Using Rails 3 (git master) and Ruby 1.9.2-head I noticed I have to
treat EVERY SINGLE STRING in my app, even things like
link_to " bla", path
with raw(). This is crazy! It is a FIXED string! I understand it when
variables are concerned, but this is taking it a little too far. One
might even say the escaping only is necessary if STRING variables are
introduced, so including number-variables in a(n otherwise fixed)
string should not trigger the need to use raw().
I only just started but the amount of "raw()" I have to insert into my
app seems excessive.
Unfortunately, there's no way to know if a string is a literal or not,
short of parsing the Ruby, and considering the sheer number of string
literals in Ruby, that seems very infeasible.
/Jonas
P.S.: off the top of my head:
"word"
'word'
%(word)
%[word]
%{word}
%q(word)
%q[word]
%q{word}
%Q(word)
%Q[word]
%Q{word}
<<STRING
word
STRING
<<-STRING
word
STRING
etc...
Making the switch to HTML-safety is quite a pain. The grass is greener
on the other side, though!
You mark just a handful of strings as <%= raw ... %> instead of almost
every string as <%= h ... %> -- less work down the line, plus no
lingering XSS worries.
What is the reason that #tainted? wouldn't suffice? Basically, all
tainted strings are HTML escaped; if you wish to circumvent this, mark
your strings as untainted with String#untaint. It seems to me that
#html_safe tries to replicate functionality which is already present
(and more powerful) within Ruby itself.
If you are certain that your string is safe, then you can mark it as html_safe by doing this:
<%= link_to " bla".html_safe, path %>
Prem, yes. The original poster's concern is that literal strings are
already known to be HTML-safe, so having to state it again is annoying
and not DRY.
What is the reason that #tainted? wouldn't suffice? Basically, all
tainted strings are HTML escaped; if you wish to circumvent this, mark
your strings as untainted with String#untaint. It seems to me that
#html_safe tries to replicate functionality which is already present
(and more powerful) within Ruby itself.
Should I cook up a patch for this?
The problem with tainted is that it's a single flag for everybody to
share. It may have different meanings in different libraries.
Say, a database driver checks taint to see whether strings should be
SQL-escaped.
I think the benefits of using tainting in the common case, 99% of
usage, far outweigh these unlikelihoods though.
That's a valid concern, but I think trying it out is the best approach
-- then we'll se if any problems arise. Having a #html_safe wrapper
around the tainting also yields some flexibility.

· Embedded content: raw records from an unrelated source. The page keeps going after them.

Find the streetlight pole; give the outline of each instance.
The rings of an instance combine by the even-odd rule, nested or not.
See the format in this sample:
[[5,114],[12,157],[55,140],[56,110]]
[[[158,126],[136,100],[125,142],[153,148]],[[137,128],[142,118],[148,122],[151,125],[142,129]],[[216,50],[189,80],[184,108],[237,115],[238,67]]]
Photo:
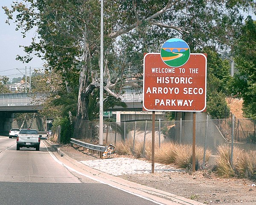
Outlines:
[[26,66],[25,66],[25,92],[27,93]]
[[100,81],[99,87],[99,144],[103,144],[103,0],[100,7]]
[[31,92],[31,66],[29,67],[29,92]]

That seems reasonable. Perhaps the tainting could be moved higher up
the hierarchy, the ActiveRecord itself? All getters would then return
tainted strings. Would that not suffice?
The main issue with taint is that it’s a blacklist operation. This means that we’d be relying on all libraries that could retrieve persisted user data to properly taint their Strings. In contrast, the html_safe approach assumes that all Strings are unsafe, until they are marked safe.
Rails internally marks its own Strings as safe, which is why you don’t need to mark form_for, link_to, etc. as html_safe.

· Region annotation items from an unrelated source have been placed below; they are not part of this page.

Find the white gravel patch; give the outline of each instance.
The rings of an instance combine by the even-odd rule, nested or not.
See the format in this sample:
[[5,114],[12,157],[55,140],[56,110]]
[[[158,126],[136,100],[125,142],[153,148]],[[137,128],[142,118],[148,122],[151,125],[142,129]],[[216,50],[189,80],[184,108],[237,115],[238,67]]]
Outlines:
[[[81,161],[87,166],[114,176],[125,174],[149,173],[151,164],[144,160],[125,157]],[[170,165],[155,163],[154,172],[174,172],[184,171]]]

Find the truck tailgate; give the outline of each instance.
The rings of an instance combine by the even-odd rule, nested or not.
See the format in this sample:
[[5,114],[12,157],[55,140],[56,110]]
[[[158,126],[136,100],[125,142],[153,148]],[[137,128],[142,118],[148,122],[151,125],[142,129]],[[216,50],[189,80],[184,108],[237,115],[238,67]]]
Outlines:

That seems reasonable. Perhaps the tainting could be moved higher up
the hierarchy, the ActiveRecord itself? All getters would then return
tainted strings. Would that not suffice?
If we used tainting then all it would take is one library to not
return tainted strings, and your application is completely hosed.
It's not just a question of ActiveRecord either. Apps read strings
from memcached, redis, http (dozens of libraries here), one bug here
and you're hosed. The risk outweighs the slim rewards.
Tainting was an alluring option initially, but the more you drill down
into it the more of a red-herring it becomes.